Sua respiração exigiu mais ar, abrindo a boca e a puxando, como um movimento de saciar sua fome por respostas imediatas às dúvidas que surgiram em sua mente.
Seu rosto ilustrava o baque: testa franzida, com sobrancelhas se unindo após a pressão espiritual.

O leonino, debruçado em uma poltrona fina de puro luxo oriental, a viu reagir, o que o fez falar:
— Uh… Elyra, o que foi? — ele se sentou, elegante. — Conheço essa sua reação… e me sinto preocupado.
Mesmo na situação em que estava, a mangusto magenta manteve o ar sereno e controlado que sempre ostentou.
— Não só sentir, mas também visualizar o verdadeiro inimigo é primordial… — Seus olhos brancos viam além do material com facilidade.
— Hã? — sentado, com os cotovelos apoiados nas pernas. — Mais uma vez “vendo além”, mestra?
Ela se virou, com a face apontada para seu suposto pupilo.
Theo, arregalando seus olhos, deu a entender que compreendeu a mangusto só em observá-la e, também, interpretar seu gesto.
— Ombros firmes, decidida, virada dramática com contrapasso… — percepção de moda, traduzido para marcial. — Style, fashion… e visionária.
— Sim… Isso mesmo, monsenhor.
— Está tudo sob controle, digníssima mestra! — relaxado, voltou a fitá-la. — Eu amei esse seu look, sabia?
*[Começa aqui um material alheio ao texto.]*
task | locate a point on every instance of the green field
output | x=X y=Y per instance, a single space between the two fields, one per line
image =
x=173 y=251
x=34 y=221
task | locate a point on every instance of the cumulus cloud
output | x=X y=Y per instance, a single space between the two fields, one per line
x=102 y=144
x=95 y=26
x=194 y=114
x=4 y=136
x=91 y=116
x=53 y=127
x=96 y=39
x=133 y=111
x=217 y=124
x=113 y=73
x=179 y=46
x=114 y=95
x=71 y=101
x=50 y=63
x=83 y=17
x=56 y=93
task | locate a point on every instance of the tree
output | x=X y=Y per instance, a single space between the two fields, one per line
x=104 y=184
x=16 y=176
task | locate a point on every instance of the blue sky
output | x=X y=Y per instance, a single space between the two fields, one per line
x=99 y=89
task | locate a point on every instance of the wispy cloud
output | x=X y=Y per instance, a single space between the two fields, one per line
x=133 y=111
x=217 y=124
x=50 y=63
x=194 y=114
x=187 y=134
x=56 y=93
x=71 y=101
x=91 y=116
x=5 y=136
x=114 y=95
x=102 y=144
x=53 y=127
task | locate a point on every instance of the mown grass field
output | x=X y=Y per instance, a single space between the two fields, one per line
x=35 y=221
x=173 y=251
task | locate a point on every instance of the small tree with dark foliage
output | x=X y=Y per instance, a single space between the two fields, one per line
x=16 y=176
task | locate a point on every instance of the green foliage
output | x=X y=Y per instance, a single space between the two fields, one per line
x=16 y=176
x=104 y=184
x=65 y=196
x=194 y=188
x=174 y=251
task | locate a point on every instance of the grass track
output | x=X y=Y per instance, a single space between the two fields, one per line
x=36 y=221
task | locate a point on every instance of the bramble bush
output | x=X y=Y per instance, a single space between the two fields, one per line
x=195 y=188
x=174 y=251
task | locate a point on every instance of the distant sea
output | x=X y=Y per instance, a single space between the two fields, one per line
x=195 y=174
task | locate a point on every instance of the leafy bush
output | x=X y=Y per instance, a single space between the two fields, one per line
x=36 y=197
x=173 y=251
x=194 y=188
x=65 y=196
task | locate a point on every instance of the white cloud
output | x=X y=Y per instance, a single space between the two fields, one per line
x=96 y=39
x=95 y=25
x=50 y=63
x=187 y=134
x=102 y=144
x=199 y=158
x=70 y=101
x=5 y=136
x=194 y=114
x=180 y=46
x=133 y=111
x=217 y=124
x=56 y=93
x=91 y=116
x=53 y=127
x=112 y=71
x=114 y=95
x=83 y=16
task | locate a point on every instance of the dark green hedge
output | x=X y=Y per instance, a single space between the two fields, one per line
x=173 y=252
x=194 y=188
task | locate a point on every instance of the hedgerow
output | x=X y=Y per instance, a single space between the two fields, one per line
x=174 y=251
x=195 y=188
Amarelo franja, vestido esvoaçante feminino é tudo… Tem ótimo gosto, mestra.
Ela sorriu serena, sabendo que o elogio era genuíno.
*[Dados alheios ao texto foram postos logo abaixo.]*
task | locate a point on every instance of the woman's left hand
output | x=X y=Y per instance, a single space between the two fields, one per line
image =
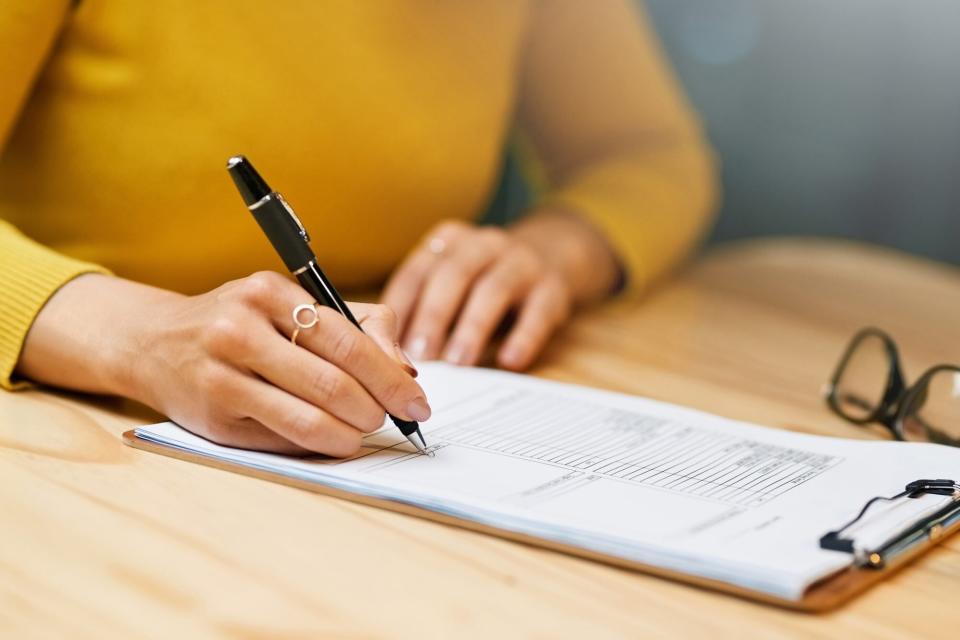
x=456 y=288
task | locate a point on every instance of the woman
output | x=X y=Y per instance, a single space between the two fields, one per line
x=126 y=256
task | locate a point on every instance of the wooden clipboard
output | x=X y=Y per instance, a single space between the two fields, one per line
x=824 y=595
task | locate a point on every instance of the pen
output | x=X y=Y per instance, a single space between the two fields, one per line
x=287 y=235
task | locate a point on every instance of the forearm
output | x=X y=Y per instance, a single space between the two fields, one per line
x=575 y=248
x=81 y=338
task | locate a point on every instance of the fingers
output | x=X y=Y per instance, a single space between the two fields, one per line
x=381 y=324
x=445 y=290
x=335 y=340
x=493 y=295
x=247 y=433
x=546 y=307
x=315 y=380
x=292 y=419
x=405 y=284
x=343 y=345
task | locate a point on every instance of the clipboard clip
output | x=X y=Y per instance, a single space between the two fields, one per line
x=930 y=528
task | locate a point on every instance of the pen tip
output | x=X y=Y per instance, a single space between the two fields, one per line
x=235 y=160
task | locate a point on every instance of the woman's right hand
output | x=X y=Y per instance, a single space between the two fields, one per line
x=222 y=365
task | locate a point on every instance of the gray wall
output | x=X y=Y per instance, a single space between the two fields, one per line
x=832 y=117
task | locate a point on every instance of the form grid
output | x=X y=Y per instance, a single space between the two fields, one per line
x=637 y=448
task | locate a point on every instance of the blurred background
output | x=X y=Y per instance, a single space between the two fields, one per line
x=831 y=117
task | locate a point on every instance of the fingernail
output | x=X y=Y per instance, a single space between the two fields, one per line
x=404 y=360
x=417 y=347
x=511 y=356
x=456 y=354
x=419 y=410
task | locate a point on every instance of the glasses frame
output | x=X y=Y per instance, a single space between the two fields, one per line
x=898 y=398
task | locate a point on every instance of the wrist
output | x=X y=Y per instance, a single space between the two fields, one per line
x=86 y=337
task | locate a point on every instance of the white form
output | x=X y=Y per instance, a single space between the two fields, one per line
x=634 y=478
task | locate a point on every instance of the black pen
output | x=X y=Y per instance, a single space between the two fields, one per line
x=287 y=235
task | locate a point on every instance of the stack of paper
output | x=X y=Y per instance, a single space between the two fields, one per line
x=623 y=476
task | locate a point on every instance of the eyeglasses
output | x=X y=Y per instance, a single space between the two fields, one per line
x=868 y=386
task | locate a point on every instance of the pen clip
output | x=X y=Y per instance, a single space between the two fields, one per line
x=296 y=220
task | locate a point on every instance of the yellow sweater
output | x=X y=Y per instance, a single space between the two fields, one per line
x=375 y=119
Mas tratou de voltar ao assunto.
— Sinto tensão e peso no ar neste local. Monsenhor, espero que saiba do que estou falando.
— Eu já sei: aquilo que me contou, que esse torneio tem mais coisas que todos imaginam. Eu mantenho minha opinião: isso é um show que quero fazer parte… Most wanted!
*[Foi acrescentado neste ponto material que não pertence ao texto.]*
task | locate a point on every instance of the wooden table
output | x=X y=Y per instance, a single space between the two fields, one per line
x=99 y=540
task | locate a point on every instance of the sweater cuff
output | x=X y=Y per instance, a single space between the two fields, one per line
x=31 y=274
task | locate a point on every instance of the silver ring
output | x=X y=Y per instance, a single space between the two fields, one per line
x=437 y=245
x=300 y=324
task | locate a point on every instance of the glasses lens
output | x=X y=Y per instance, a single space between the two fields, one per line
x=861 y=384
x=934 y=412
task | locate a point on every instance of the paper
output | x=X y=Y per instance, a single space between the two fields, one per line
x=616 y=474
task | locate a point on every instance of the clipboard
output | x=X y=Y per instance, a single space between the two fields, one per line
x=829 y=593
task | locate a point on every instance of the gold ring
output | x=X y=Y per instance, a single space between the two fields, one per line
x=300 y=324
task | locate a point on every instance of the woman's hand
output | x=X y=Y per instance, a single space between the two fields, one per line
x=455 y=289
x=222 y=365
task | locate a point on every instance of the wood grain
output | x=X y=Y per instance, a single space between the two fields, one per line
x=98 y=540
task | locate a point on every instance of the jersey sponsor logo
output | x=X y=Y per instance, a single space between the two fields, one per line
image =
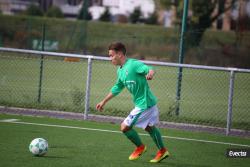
x=130 y=85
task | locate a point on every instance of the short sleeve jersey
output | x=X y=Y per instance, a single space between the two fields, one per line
x=132 y=76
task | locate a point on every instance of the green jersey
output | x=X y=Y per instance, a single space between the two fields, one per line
x=132 y=76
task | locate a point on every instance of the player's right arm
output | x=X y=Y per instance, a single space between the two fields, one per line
x=116 y=89
x=100 y=105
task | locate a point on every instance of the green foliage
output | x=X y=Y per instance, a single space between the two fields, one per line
x=33 y=10
x=106 y=16
x=54 y=11
x=134 y=17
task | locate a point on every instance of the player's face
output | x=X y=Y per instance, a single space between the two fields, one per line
x=115 y=57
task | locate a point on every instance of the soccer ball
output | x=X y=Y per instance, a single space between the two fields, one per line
x=38 y=147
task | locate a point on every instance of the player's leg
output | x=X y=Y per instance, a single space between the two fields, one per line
x=157 y=138
x=156 y=135
x=132 y=135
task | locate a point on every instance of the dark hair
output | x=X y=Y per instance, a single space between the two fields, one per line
x=118 y=46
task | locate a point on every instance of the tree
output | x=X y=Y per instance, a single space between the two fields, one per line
x=153 y=19
x=201 y=18
x=33 y=10
x=135 y=16
x=84 y=13
x=106 y=16
x=54 y=11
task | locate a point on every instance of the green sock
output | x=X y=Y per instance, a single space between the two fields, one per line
x=156 y=136
x=133 y=136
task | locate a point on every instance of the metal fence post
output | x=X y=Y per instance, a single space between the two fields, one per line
x=87 y=91
x=230 y=102
x=181 y=55
x=41 y=68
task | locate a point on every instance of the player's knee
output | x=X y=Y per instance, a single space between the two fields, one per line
x=124 y=128
x=148 y=128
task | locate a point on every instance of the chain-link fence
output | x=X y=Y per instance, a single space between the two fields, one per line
x=70 y=82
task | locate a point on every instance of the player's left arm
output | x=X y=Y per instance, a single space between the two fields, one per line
x=150 y=74
x=146 y=70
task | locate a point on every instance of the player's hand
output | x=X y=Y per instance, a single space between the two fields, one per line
x=150 y=75
x=99 y=106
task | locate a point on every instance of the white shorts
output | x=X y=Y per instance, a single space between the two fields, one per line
x=142 y=119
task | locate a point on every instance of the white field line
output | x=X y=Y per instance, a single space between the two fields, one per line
x=112 y=131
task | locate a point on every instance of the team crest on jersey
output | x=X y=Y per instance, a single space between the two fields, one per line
x=127 y=72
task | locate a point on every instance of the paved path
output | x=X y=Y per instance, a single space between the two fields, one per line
x=118 y=120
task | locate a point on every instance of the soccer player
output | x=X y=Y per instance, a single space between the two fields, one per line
x=133 y=75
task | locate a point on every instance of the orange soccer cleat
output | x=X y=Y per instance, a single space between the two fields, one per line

Sensitiva, Elyra e Theo se entendiam de forma tão natural que a relação entre os dois era quase como de irmãos; mestra e aluno não transpareciam tanto.
Nesse momento, seus dotes vieram: seu conhecimento nobre.
— Como eu te disse assim que chegamos, é de extrema importância que deixemos os objetivos pessoais de lado caso o que esteja em jogo seja a segurança das pessoas.
— Mestra, é só um torneio… Mas saiba que minha espada nunca será levantada para inocentes. Isso a agrada?
— Monsenhor, de ti só espero o melhor. O treinei bem, não só suas habilidades especiais. Porém quero que use da teoria que te ensinei com tanto afinco.
Sorrindo, Theo entendeu o que ela exigiu.
Se sentou, cruzando as pernas, mostrando segurança e desprendimento.
Era uma resposta física ao que ela pregava.
— O Estudo do Nirvana, não é? — alisou a gravava, ajeitando seu blazer. — Para não perder o norte, fortalecer a moral, ética, valores… Poderosa demais!
Elyra esboçou um alívio, com felicidade no canto de sua boca realçando a emoção.
Posando a frente do leonino, falou como se uma aula improvisada começasse — certas coisas ela queria deixar bem mais expostas e cristalinas.
— Estudo do Nirvana: os Quatro Parâmetros da Postura Marcial… O Cultivo do caminhar, forma tênue do desenvolvimento da moral do lutador.
Theo se calou, entendendo no tom da voz de sua mestra de que estava falando muito mais sério que antes.
Ele tratou de mostrar um semblante mais sério, respeitando o clima criado, de realçar dos ensinamentos que recebeu.
— “Elyra nunca insiste mais de uma vez quanto estou tentando lhe mostrar que entendo o que diz…” — pensava, com seriedade no rosto. — “Mas, desta vez, parece mais séria do que o normal.”
Dado o estado de alerta, Elyra disse:
— Monsenhor, como sua mestra, exijo que me ouça: deve revisitar os parâmetros, pois eles estão por todos os lados e lugares.
Durante todo o trâmite, ela falou de cada um deles, que se encontraram em paralelo aos eventos passados… e presentes.
O cenário, ao extremo da arena, desta vez era onde os acontecimentos mantiveram seu eixo e fluxo, como a mangusto previu.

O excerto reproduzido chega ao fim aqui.